The Summer of '69: Woodstock, Moonwalks, and the Mets

Pro Football NYCSenior Writer IJuly 16, 2009

America At Its Best

Rocker Bryan Adams said it the best in his anthem "Summer of '69"—it was the best year of our lives. It's hard to fathom that four decades have passed since.

After a tumultuous and violent 1968, a year filled with assassinations, riots, wars and general social unrest, the country needed a respite.

Enter 1969, perhaps the greatest summer in American history. After the bloodletting of the previous year, it was time for some unifying events and feel-good moments.

As an eight-year-old who had just been shocked into submission through endless negative, and violent images throughout 1968, 1969 came in, rescued my psyche and allowed me to resume my childhood.

The good times had returned. It was the first year I got to hang out with the older kids on the block, racing bikes, playing wiffle-ball, swimming and listening to FM radio for the first time.

Nothing seemed beyond our grasp that summer—nothing. We were young and we were invincible, as Pat Benatar would go on to say.

We went to the moon, a feat once thought impossible. I sat with my brother and sister in front of our black-and-white Muntz and watched Neil Armstrong walk on the lunar surface.

There was Woodstock, the music festival that drew a half-million people on Max Yasger's farm in Bethel, NY. Acts such as Janis Joplin, The Who and Jimi Hendrix were pushing the envelope of live performance. 

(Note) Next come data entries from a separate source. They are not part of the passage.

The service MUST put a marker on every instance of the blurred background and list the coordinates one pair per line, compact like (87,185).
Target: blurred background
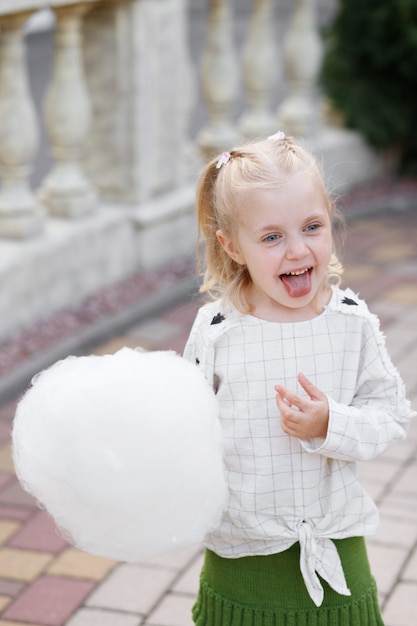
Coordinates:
(109,109)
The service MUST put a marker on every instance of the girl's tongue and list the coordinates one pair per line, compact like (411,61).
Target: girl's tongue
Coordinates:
(297,285)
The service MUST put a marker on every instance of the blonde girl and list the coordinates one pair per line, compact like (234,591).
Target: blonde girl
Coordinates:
(306,389)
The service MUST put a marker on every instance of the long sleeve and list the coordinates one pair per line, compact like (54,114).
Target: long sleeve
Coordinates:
(379,413)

I wanted to grow my hair long right then and there and start a band. If we were older, you could bet my brother and I and our friends would have been there.

The Mets were our team. We lived in Flushing and Shea Stadium was practically in our backyard. We loved the Mets, but we never thought we'd ever see a winning team, but here were the Mets right in the thick of the pennant race.

If you're a kid and you live and die by your team, this was beyond awesome.

Everything that summer just seemed to click. I've had some great summers since, but I don't think anything could ever match the feel of '69. The optimism, the attitudes—it just seemed like a giant light went on.  American culture would never be the same.

Bryan Adams, you were dead on—it was the best year of our lives.